Gli storici che rubano loro lo spazio determinano un interrogativo. A fronte di Castelli, e con perfetta legittimità e perfino con singolare affinità, potevano essere presenti maestri della figurazione come Lino Frongia, Nicola Samorì, Nicola Verlato, Enzo Cucchi, e altri sparsi. Ma Castelli mi impone di richiamare i maestri della scuola di Palermo sostanzialmente ignorati, pur nel loro merito distinto (Francesco De Grandi, Alessandro Bazan, Fulvio Di Piazza, Andrea di Marco), alcuni dei quali legittimamente presenti nella bella mostra «Ciò che vedo. Nuova figurazione in Italia», alla Galleria Civica di Trento, curata da Margherita de Pilati; e, isolato ma potente nel suo spazio vertiginoso e nei suoi soggetti satirici e impietosi, Enrico Robusti, cui è dedicata ora una mostra monografica al Labirinto della Masone di Franco Maria Ricci.

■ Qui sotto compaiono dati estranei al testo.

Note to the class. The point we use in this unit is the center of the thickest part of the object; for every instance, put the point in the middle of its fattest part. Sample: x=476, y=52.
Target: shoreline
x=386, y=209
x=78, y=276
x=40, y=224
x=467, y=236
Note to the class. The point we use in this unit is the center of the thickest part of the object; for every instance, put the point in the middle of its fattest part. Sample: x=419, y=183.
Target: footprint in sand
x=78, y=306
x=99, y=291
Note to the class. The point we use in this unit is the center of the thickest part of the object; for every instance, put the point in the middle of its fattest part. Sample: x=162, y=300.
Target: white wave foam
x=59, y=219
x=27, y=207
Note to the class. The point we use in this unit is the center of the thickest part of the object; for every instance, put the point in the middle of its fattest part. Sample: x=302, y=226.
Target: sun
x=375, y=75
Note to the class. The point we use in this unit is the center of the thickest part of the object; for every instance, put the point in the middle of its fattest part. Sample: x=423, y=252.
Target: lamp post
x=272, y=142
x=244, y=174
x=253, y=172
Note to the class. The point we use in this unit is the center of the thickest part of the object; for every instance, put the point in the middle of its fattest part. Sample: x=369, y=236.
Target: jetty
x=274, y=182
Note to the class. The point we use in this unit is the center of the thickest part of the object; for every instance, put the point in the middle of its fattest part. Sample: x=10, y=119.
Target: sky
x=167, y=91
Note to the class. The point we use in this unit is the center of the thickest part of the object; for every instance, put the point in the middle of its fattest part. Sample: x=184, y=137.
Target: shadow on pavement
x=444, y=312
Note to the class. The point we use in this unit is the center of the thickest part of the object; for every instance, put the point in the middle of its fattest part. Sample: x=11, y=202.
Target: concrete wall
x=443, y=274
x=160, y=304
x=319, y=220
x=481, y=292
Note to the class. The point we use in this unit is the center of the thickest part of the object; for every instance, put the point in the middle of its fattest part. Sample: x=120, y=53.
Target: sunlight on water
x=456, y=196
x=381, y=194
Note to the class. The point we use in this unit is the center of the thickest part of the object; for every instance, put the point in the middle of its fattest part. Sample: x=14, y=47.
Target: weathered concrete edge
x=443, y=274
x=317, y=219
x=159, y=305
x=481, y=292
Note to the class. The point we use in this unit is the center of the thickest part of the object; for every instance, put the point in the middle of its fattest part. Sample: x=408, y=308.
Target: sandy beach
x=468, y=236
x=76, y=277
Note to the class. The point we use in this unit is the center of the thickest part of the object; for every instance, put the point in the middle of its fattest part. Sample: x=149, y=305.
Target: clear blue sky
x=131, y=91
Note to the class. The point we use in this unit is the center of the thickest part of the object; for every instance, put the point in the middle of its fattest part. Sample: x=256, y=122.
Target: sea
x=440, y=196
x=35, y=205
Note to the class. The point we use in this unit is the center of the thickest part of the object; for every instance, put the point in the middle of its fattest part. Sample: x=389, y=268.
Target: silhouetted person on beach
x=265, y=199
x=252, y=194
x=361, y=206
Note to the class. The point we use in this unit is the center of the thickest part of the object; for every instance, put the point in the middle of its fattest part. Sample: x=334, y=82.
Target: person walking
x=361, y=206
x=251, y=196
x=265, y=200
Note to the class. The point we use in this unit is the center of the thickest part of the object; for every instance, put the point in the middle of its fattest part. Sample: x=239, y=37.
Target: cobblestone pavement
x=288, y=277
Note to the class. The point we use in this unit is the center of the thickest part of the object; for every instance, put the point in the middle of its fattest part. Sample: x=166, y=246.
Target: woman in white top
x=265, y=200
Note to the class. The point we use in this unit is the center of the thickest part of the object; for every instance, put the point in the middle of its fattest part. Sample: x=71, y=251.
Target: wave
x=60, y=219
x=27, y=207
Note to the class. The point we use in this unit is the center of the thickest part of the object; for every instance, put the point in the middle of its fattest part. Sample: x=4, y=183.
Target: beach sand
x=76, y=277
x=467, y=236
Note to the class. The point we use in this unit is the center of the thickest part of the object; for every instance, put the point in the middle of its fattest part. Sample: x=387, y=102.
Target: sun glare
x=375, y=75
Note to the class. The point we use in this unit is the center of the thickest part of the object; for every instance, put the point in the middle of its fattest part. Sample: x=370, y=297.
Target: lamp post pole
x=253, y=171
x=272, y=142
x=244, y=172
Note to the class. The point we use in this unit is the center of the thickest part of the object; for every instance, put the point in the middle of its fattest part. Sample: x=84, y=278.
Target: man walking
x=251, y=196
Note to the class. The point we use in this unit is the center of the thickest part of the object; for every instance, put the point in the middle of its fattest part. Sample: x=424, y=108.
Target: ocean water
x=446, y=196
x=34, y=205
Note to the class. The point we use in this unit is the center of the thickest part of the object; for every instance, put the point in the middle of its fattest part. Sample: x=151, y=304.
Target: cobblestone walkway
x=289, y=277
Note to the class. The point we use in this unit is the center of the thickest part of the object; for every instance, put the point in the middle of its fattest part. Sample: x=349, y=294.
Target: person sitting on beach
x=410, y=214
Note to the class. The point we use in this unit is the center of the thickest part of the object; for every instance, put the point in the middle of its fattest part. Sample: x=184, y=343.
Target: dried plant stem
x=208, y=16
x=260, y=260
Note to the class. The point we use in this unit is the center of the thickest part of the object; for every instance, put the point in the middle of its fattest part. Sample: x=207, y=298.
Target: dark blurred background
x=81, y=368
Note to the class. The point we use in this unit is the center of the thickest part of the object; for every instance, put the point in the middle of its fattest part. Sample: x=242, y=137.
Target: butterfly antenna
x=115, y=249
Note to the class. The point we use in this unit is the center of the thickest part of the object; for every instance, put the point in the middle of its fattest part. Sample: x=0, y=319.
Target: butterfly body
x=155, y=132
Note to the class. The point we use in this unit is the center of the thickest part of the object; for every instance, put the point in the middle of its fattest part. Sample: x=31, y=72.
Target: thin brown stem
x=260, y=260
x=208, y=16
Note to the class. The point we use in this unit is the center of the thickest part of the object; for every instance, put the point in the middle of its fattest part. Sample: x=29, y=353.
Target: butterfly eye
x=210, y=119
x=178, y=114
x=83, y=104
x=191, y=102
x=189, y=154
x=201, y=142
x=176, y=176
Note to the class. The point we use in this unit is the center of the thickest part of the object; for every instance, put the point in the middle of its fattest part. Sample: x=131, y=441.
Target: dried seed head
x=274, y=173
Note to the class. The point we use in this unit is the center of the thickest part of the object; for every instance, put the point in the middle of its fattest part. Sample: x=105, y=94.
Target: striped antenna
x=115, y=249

Se mai vi fu pittura labirintica, in un assetto spaziale che allontana e avvicina le immagini, e muove lo spazio con spirito borrominiano, questa è quella di Enrico Robusti. Attento ai maestri eccellenti, scavalcando la Quadriennale, se ne accorge Camillo Langone, che scrive: «Robusti è un pittore coraggioso e indipendente, fiorito lontano, dal punto di vista geografico ma soprattutto culturale, dai centri dell'arte per addetti ai lavori, spesso concettuale e quasi sempre afasica. Invece Made in Italy parla a voce alta, esprimendo un ottimismo incredibile e ammirevole. Robusti ha dipinto l'Italia che tutti vorremmo e che forse potrebbe perfino essere, se riuscissimo a liberarci dalla negatività che ci opprime in tutti gli ambiti».
Se musei civici e
fondazioni illustri ci indicano i faticosi percorsi degli artisti contemporanei, credo che sarebbe comunque opportuno che anche la Quadriennale, per rispetto della realtà del nostro tempo, se ne facesse carico. Alla prossima.